4.3. Test of stability of calibration with decreasing internal pressure

Another requirement for operating an OPC aboard an aircraft for measuring the ambient particle size distribution is the stability of the OPC calibration with varying internal system pressure. The amount of interaction of an aerosol particle with incident electromagnetic radiation is quantified independently of the incident radiation intensity by the particle’s scattering cross section. A particle with a given scattering cross section causes a light pulse in the OPC characterised by its amplitude, expressed as voltage.

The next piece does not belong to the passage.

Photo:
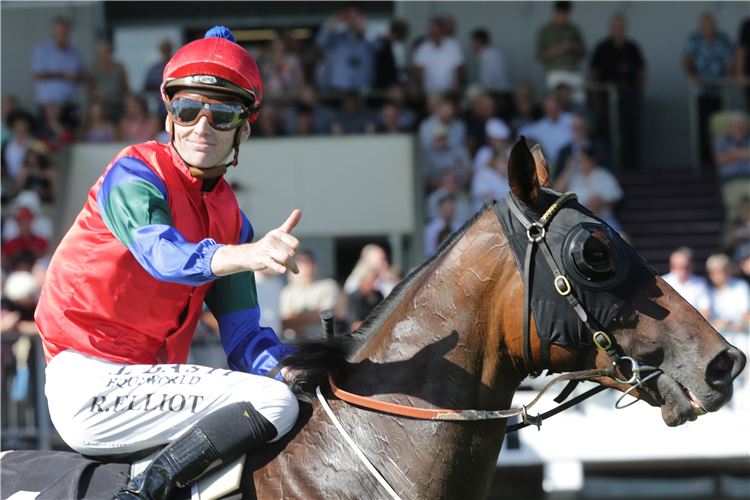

The instrument factor that describes the OPCs calibration is nothing else than the constant of proportionality (factor m) between particle scattering cross section in cm2 and light pulse amplitude in V. Knowledge of this constant, together with the pulse amplitudes marking the boundaries of the OPC size bins, allows to transfer the histogram of light pulse intensities measured by the OPC into a particle size distribution.

An OPC is calibrated by supplying it with laboratory test particles of known chemical composition, i.e. refractive index, size and (spherical) shape. While keeping the chemical composition (refractive index, shape) constant, the particle size is varied to align consecutively with each size bin boundary. Knowing the particle refractive index and shape, the particle scattering cross sections that mark the bin boundaries can be calculated using Mie-theory (Fig. 6). The particle scattering cross sections at the bin boundaries are then correlated with the preset pulse amplitudes at the bin boundaries to obtain the instrument factor m.

Fig. 6  

OPC calibration using {299; 404; 499; 709 nm} PSL particles. The count probability which is defined by the channel count number divided by the total number of particles counted is plotted per OPC channel for two OPC instruments and for different PSL particles sizes. The response of an ideal OPC is added as hatched area.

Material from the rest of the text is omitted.